Discurso no Senado Federal

DESVALORIZAÇÃO DO SALARIO MINIMO. JUSTIFICANDO A APRESENTAÇÃO DO PROJETO DE LEI DO SENADO 115, DE 1997, DE SUA AUTORIA, QUE DISPÕE SOBRE A POLITICA NACIONAL DE RECUPERAÇÃO DO SALARIO MINIMO, SEU VALOR, OS BENEFICIOS DE PRESTAÇÃO CONTINUADA DA PREVIDENCIA SOCIAL E DA OUTRAS PROVIDENCIAS.

Autor
José Eduardo Dutra (PT - Partido dos Trabalhadores/SE)
Nome completo: José Eduardo de Barros Dutra
Casa
Senado Federal
Tipo
Discurso
Resumo por assunto
POLITICA SALARIAL.:
  • DESVALORIZAÇÃO DO SALARIO MINIMO. JUSTIFICANDO A APRESENTAÇÃO DO PROJETO DE LEI DO SENADO 115, DE 1997, DE SUA AUTORIA, QUE DISPÕE SOBRE A POLITICA NACIONAL DE RECUPERAÇÃO DO SALARIO MINIMO, SEU VALOR, OS BENEFICIOS DE PRESTAÇÃO CONTINUADA DA PREVIDENCIA SOCIAL E DA OUTRAS PROVIDENCIAS.
Aparteantes
Antonio Carlos Valadares, Eduardo Suplicy, Lauro Campos.
Publicação
Publicação no DSF de 19/06/1997 - Página 11849
Assunto
Outros > POLITICA SALARIAL.
Indexação
  • ANALISE, INCONSTITUCIONALIDADE, VALOR, SALARIO MINIMO, CRITICA, OMISSÃO, CONGRESSO NACIONAL, SOCIEDADE, RECUPERAÇÃO, PODER AQUISITIVO.
  • JUSTIFICAÇÃO, PROJETO DE LEI, AUTORIA, ORADOR, CRIAÇÃO, POLITICA NACIONAL, RECUPERAÇÃO, PODER AQUISITIVO, SALARIO MINIMO, GRADUAÇÃO, AUMENTO, FIXAÇÃO, DATA.
  • COMENTARIO, SEMELHANÇA, DIFERENÇA, PROJETO DE LEI, AUTORIA, LAURO CAMPOS, SENADOR, ASSUNTO, SALARIO MINIMO, EXPECTATIVA, UNIÃO, TRAMITAÇÃO, AGILIZAÇÃO, APROVAÇÃO.

O SR. JOSÉ EDUARDO DUTRA (Bloco/PT-SE. Como Líder.

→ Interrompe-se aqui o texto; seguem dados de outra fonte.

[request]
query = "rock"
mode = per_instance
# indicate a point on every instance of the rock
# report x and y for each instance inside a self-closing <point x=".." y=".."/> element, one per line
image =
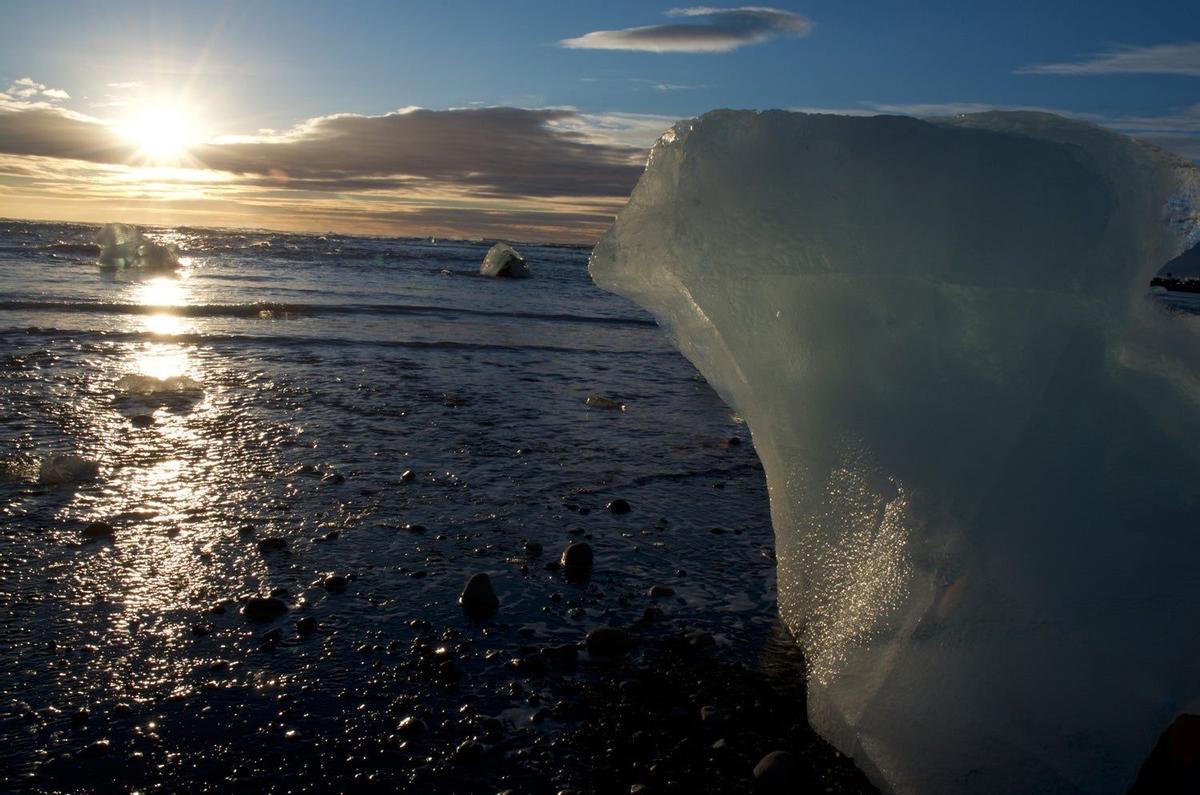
<point x="564" y="656"/>
<point x="66" y="468"/>
<point x="97" y="748"/>
<point x="263" y="609"/>
<point x="99" y="530"/>
<point x="775" y="772"/>
<point x="618" y="507"/>
<point x="412" y="727"/>
<point x="503" y="261"/>
<point x="577" y="561"/>
<point x="273" y="544"/>
<point x="478" y="598"/>
<point x="609" y="641"/>
<point x="599" y="401"/>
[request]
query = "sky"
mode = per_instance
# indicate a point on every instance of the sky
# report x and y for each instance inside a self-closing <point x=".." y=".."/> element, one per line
<point x="522" y="120"/>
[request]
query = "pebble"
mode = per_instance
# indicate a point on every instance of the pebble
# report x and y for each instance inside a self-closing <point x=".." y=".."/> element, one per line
<point x="478" y="598"/>
<point x="99" y="530"/>
<point x="273" y="544"/>
<point x="609" y="641"/>
<point x="412" y="727"/>
<point x="577" y="560"/>
<point x="775" y="772"/>
<point x="618" y="507"/>
<point x="264" y="609"/>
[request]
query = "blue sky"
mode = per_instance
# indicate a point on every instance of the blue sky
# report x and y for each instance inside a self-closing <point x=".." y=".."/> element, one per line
<point x="264" y="67"/>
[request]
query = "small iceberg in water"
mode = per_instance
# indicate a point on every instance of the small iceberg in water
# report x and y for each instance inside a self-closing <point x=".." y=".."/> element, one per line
<point x="145" y="386"/>
<point x="123" y="246"/>
<point x="61" y="468"/>
<point x="503" y="259"/>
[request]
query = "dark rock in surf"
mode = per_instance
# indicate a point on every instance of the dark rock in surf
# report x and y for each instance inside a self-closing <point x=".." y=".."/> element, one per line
<point x="577" y="561"/>
<point x="263" y="609"/>
<point x="478" y="598"/>
<point x="609" y="641"/>
<point x="618" y="507"/>
<point x="775" y="772"/>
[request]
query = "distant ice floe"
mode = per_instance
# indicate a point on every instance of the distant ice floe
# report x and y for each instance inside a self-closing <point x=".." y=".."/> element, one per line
<point x="503" y="259"/>
<point x="147" y="386"/>
<point x="124" y="246"/>
<point x="64" y="468"/>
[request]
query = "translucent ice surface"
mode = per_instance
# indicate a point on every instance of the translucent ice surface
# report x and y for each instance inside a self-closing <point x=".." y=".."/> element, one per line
<point x="123" y="245"/>
<point x="979" y="435"/>
<point x="503" y="259"/>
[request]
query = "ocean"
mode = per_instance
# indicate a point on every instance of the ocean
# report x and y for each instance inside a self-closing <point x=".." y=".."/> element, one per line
<point x="360" y="424"/>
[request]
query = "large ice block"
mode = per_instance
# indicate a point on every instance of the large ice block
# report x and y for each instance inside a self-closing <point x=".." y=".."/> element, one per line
<point x="981" y="437"/>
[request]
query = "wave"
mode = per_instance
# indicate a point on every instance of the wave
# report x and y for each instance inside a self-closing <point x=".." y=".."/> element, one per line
<point x="285" y="311"/>
<point x="300" y="341"/>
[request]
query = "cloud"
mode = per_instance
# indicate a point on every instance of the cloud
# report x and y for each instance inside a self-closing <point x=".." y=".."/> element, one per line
<point x="1177" y="131"/>
<point x="24" y="91"/>
<point x="501" y="151"/>
<point x="721" y="30"/>
<point x="551" y="173"/>
<point x="1157" y="59"/>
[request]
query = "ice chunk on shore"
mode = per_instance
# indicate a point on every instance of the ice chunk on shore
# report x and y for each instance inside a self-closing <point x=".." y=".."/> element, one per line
<point x="63" y="468"/>
<point x="123" y="245"/>
<point x="503" y="259"/>
<point x="979" y="436"/>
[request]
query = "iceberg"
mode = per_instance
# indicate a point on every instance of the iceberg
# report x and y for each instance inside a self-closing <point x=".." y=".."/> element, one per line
<point x="503" y="259"/>
<point x="123" y="245"/>
<point x="66" y="468"/>
<point x="978" y="430"/>
<point x="149" y="386"/>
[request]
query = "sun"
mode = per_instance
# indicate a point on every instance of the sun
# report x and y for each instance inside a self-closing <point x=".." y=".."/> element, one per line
<point x="162" y="135"/>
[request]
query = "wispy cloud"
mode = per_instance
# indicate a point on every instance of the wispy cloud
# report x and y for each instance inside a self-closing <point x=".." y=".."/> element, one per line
<point x="718" y="30"/>
<point x="1182" y="58"/>
<point x="550" y="173"/>
<point x="1176" y="131"/>
<point x="27" y="93"/>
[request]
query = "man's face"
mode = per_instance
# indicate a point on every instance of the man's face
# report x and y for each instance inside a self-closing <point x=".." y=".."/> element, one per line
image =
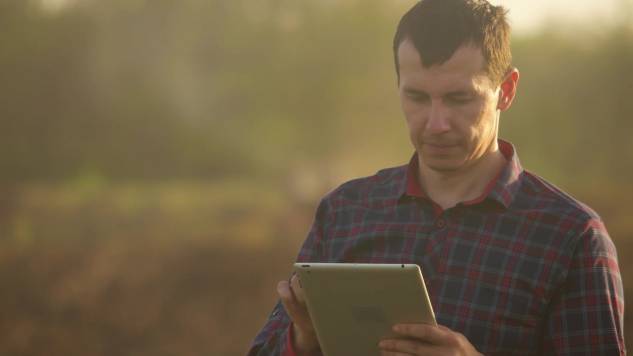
<point x="451" y="109"/>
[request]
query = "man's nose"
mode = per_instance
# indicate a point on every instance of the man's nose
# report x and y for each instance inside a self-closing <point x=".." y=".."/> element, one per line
<point x="438" y="120"/>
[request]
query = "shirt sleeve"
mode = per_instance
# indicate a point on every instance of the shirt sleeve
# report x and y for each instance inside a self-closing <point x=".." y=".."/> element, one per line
<point x="586" y="315"/>
<point x="275" y="338"/>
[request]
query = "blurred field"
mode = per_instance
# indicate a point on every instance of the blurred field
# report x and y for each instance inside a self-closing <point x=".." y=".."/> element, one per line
<point x="173" y="269"/>
<point x="160" y="161"/>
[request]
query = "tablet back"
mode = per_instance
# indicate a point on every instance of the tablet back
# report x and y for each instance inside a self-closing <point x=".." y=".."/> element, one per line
<point x="353" y="306"/>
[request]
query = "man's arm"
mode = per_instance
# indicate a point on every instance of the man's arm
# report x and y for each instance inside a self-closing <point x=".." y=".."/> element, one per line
<point x="279" y="335"/>
<point x="586" y="315"/>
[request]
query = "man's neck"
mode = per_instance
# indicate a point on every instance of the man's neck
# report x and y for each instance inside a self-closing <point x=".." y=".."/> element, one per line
<point x="448" y="189"/>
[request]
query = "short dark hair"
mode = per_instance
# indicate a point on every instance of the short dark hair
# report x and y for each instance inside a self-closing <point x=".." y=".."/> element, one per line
<point x="437" y="28"/>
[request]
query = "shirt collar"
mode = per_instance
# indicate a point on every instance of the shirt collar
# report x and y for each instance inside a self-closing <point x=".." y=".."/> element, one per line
<point x="502" y="188"/>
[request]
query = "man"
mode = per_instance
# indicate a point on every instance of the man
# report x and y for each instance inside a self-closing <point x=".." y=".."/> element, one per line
<point x="512" y="264"/>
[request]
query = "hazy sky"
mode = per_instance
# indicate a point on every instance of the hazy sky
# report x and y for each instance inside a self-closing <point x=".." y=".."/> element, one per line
<point x="528" y="15"/>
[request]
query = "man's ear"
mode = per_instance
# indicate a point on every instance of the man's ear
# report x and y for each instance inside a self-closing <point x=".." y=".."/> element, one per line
<point x="508" y="89"/>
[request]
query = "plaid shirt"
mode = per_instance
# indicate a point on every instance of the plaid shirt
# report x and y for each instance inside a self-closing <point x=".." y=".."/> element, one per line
<point x="523" y="270"/>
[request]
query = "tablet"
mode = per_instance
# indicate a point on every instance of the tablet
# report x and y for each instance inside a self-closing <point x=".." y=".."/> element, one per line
<point x="354" y="306"/>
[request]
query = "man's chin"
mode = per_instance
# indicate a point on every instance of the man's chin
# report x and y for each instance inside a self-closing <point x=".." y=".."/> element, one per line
<point x="442" y="165"/>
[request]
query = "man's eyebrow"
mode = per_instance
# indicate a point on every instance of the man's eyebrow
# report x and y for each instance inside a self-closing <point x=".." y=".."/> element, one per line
<point x="463" y="92"/>
<point x="413" y="90"/>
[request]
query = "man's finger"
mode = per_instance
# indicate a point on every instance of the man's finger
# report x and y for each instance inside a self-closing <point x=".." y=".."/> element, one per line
<point x="297" y="290"/>
<point x="425" y="332"/>
<point x="406" y="346"/>
<point x="296" y="311"/>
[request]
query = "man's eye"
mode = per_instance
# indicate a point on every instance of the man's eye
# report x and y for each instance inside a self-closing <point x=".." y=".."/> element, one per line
<point x="459" y="99"/>
<point x="417" y="97"/>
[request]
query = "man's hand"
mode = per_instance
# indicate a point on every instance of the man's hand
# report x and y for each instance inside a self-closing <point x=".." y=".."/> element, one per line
<point x="291" y="295"/>
<point x="424" y="339"/>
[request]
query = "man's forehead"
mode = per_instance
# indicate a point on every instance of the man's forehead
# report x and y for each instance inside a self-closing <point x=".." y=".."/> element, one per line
<point x="466" y="60"/>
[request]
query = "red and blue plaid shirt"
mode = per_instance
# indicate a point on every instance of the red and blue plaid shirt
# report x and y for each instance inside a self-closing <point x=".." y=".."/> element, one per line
<point x="523" y="270"/>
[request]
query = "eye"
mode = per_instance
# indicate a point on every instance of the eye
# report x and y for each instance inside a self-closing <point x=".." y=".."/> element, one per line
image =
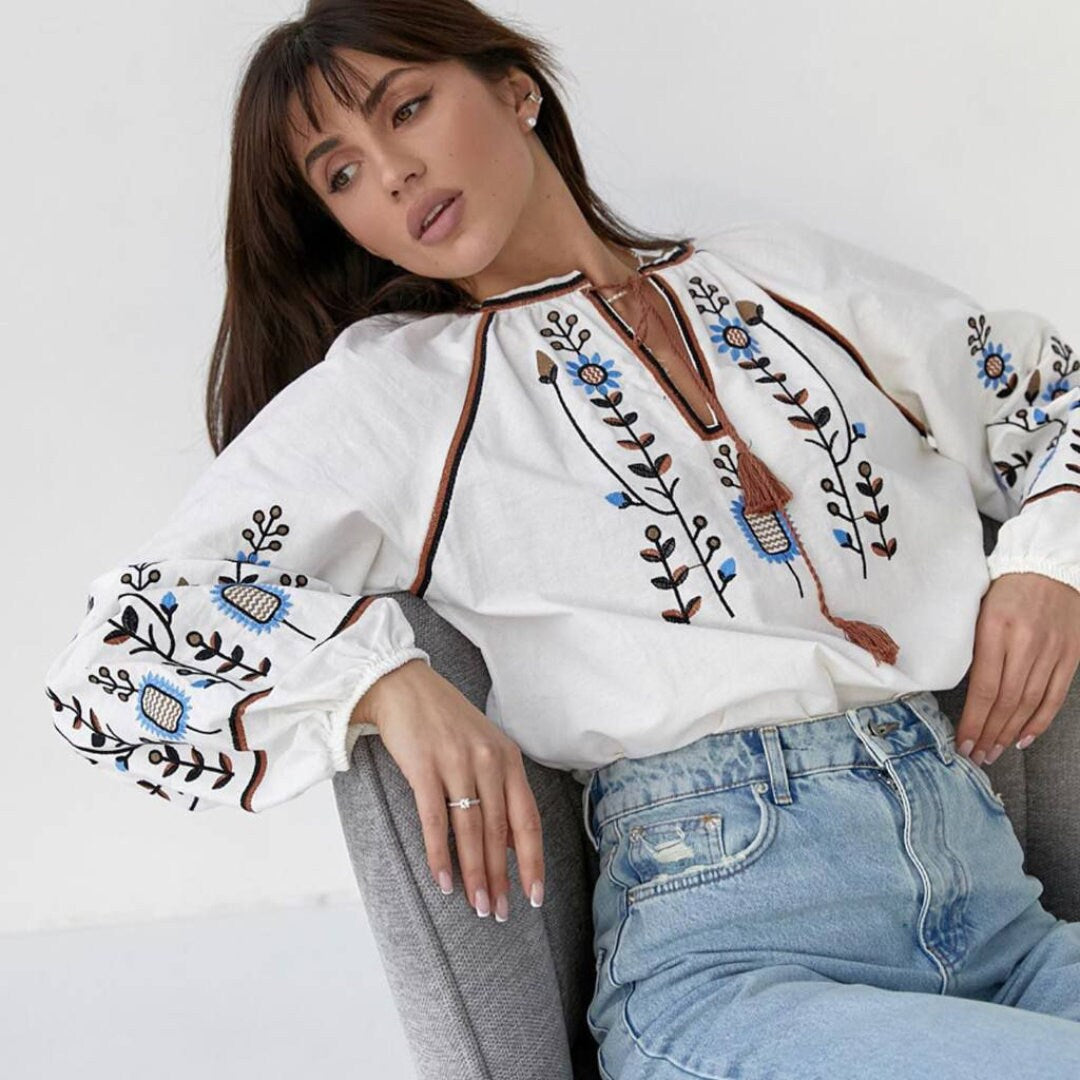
<point x="335" y="187"/>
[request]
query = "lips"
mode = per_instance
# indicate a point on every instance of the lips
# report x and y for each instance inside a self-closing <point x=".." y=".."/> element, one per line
<point x="420" y="211"/>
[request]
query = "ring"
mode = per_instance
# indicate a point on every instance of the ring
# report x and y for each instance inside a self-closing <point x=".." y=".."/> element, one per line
<point x="463" y="804"/>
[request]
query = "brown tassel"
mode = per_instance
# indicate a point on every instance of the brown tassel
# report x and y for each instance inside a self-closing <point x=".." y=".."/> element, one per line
<point x="764" y="493"/>
<point x="866" y="635"/>
<point x="763" y="490"/>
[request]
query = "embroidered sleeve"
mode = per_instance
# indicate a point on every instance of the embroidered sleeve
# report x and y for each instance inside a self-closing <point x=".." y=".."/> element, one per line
<point x="219" y="663"/>
<point x="997" y="390"/>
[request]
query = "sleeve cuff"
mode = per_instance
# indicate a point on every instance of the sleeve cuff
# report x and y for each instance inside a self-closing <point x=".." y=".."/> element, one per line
<point x="1020" y="564"/>
<point x="342" y="734"/>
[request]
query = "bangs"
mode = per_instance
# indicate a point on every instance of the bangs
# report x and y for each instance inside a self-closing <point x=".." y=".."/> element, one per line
<point x="346" y="83"/>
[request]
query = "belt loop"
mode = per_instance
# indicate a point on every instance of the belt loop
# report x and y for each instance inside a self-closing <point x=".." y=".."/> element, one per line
<point x="925" y="706"/>
<point x="774" y="759"/>
<point x="586" y="809"/>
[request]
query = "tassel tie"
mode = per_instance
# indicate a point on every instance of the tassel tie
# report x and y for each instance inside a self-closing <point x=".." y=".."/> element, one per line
<point x="764" y="493"/>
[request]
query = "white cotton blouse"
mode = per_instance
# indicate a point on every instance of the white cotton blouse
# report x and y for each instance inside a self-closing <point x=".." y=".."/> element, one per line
<point x="530" y="471"/>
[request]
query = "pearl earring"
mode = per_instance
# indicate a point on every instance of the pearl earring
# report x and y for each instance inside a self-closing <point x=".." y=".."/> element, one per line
<point x="531" y="121"/>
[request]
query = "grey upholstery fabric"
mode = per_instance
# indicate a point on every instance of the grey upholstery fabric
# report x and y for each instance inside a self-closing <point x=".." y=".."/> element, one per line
<point x="482" y="1000"/>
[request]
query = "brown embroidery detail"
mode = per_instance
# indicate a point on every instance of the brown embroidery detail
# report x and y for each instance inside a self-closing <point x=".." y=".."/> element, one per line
<point x="466" y="420"/>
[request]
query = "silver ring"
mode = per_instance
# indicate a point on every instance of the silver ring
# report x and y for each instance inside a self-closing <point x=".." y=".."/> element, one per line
<point x="463" y="804"/>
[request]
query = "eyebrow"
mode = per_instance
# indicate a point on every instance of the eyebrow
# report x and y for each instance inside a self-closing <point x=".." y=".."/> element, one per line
<point x="367" y="108"/>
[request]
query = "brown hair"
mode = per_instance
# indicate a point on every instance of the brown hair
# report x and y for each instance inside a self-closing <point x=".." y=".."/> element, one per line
<point x="294" y="277"/>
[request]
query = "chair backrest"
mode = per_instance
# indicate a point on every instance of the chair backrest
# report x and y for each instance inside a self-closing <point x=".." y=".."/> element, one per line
<point x="482" y="1000"/>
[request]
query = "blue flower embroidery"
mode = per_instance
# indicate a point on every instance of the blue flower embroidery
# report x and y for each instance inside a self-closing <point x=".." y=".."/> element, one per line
<point x="1055" y="389"/>
<point x="994" y="365"/>
<point x="162" y="707"/>
<point x="731" y="336"/>
<point x="258" y="607"/>
<point x="594" y="374"/>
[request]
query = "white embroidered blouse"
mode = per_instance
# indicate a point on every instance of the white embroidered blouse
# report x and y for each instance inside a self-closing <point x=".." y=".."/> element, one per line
<point x="531" y="472"/>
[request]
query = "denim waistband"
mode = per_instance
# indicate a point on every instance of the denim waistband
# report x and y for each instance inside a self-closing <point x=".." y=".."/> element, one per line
<point x="866" y="734"/>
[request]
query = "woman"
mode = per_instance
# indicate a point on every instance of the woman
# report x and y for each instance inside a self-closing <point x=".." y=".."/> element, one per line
<point x="711" y="512"/>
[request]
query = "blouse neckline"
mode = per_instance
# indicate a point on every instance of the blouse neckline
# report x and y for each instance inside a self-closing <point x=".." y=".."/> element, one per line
<point x="576" y="280"/>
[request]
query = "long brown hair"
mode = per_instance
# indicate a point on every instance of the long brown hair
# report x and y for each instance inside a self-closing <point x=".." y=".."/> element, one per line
<point x="294" y="277"/>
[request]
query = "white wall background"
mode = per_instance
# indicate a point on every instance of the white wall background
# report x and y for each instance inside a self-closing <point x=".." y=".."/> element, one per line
<point x="942" y="134"/>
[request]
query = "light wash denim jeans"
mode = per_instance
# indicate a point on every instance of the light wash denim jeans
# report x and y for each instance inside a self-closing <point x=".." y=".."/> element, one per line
<point x="835" y="899"/>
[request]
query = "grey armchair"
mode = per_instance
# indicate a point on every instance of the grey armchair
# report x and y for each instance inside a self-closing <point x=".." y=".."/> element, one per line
<point x="482" y="1000"/>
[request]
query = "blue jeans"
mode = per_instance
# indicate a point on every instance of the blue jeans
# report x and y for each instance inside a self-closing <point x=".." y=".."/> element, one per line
<point x="836" y="898"/>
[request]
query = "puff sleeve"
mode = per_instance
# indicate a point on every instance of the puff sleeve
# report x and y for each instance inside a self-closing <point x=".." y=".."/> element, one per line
<point x="218" y="664"/>
<point x="997" y="390"/>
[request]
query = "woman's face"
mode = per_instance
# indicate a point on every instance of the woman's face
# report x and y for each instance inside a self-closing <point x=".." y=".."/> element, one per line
<point x="435" y="127"/>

Sem revisão do orador.) - Sr. Presidente, Srªs e Srs. Senadores, hoje pretendo falar a respeito de um assunto que, aparentemente, está um tanto quanto afastado das preocupações do Congresso Nacional. Refiro-me ao salário mínimo.

Todas as vezes em que se fala em recuperar o poder aquisitivo do salário mínimo surgem vários argumentos no sentido de que essa questão não pode ser regulada por lei ou decreto, porque a economia é muito dinâmica e o aumento do salário mínimo pode ter repercussões negativas na competitividade brasileira ou, por outro lado, alegam a incapacidade da Previdência Social em acompanhar aumentos bruscos do salário mínimo; alegam também a incapacidade de os governos dos Estados mais pobres, ou das milhares de prefeituras em nosso País, não terem a capacidade de pagar salário mínimo mais alto.

O fato é que, em função desses diversos argumentos, o salário mínimo, que foi introduzido no Brasil em 1940, vem tendo seu poder aquisitivo cada vez mais rebaixado.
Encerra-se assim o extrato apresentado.